The Economic Survey 2025–26 is tabled in Parliament, outlining growth optimism alongside emerging global and domestic risks | Representational Image

India’s Economic Survey 2025–26, laid before Parliament yesterday, projects GDP growth of 6.8 to 7.2 per cent in FY27, keeping India among the fastest-growing major economies. However, it also comes with caveats—geopolitical tensions, trade fragmentation, rising protectionism, and rapid technological change that could upset India’s growth story by reshaping capital flows and supply chains. For India, this implies weaker external demand and unpredictable investment flows, even if domestic fundamentals remain strong. Volatility alone, the survey warns, could put downward pressure on the rupee.

AI disruption and external risks

One scenario looms particularly large: a low-probability but high-impact artificial intelligence shock—an AI-driven disruption severe enough to rival or surpass the 2008 financial crisis. The concern is not merely automation in factories, but the automation of cognitive work such as coding, data analysis, customer support and back-office functions. For India’s vast IT and BPO sector, this could translate into significant white-collar job losses unless reskilling and adaptation occur at scale. Other external risks are quieter but persistent. Trumpism, for instance, implies tighter immigration policies in advanced economies, which could reduce remittances, long a stabilising source of foreign exchange.

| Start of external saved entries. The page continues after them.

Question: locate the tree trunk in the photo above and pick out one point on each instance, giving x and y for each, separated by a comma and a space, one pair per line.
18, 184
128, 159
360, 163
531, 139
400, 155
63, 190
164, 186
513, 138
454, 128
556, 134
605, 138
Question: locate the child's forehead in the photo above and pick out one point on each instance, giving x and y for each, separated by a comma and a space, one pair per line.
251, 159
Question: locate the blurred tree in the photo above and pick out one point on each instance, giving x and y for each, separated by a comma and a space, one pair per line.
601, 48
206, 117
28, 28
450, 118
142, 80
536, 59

Fiscal populism and structural bottlenecks

At the same time, global financial tightening cycles could trigger sudden reversals in capital flows. On the home front, the survey is unusually candid about the rise in state-level fiscal populism, particularly cash-transfer schemes funded by expanding deficits. While politically popular, such measures risk increasing overall borrowing costs and weakening macroeconomic stability. The survey also acknowledges that manufacturing—where India aims to narrow the gap with China—faces structural bottlenecks. High energy prices, expensive freight and weak logistics create inverted cost structures that erode competitiveness. Without deep reforms in these areas, policy intent alone will not deliver results.

Human capital constraints

Human capital emerges as another key constraint. Skill mismatches persist across sectors, and women’s labour force participation remains low. Even public health enters the economic frame, with rising obesity levels and ‘digital addiction’ among the young flagged as long-term threats to productivity. The demographic dividend, the survey suggests, is not automatic; it must be actively engineered.

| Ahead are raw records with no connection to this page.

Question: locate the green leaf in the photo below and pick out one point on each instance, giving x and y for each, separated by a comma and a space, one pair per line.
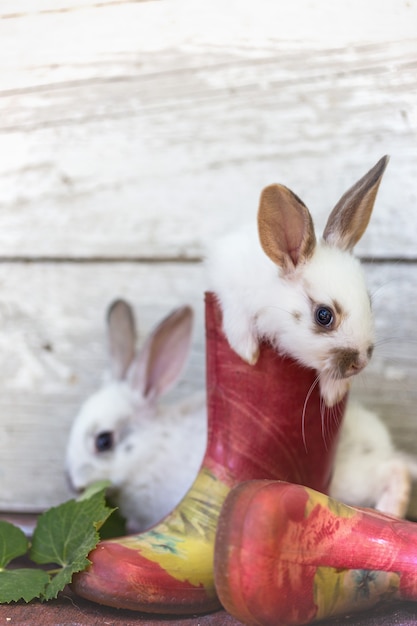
13, 543
65, 535
22, 584
91, 490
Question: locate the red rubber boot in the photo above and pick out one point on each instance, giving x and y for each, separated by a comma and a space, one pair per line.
255, 430
286, 555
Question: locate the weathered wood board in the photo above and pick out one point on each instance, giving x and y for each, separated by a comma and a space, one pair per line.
131, 133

The case for an entrepreneurial state

Perhaps the most consequential idea in the document is its call for an “entrepreneurial state”. This is not an argument for a larger government, but for a more capable one—able to coordinate across ministries, update regulations quickly and remove procedural choke points. Outdated regulations and governance practices, the survey warns, risk locking India into stagnation.

Climate challenge and execution focus

Climate action illustrates the dilemma. India’s green ambitions are genuine, but financing and technology flows from advanced economies remain inadequate. Without international support, decarbonisation becomes far more difficult to sustain, both politically and financially. Ultimately, the survey sketches an India that is strong but not invulnerable, ambitious but constrained, and poised yet unfinished. The underlying message is clear: future growth will no longer be driven primarily by momentum or narrative, but by disciplined fiscal management, credible regulation, steady reform and relentless attention to execution.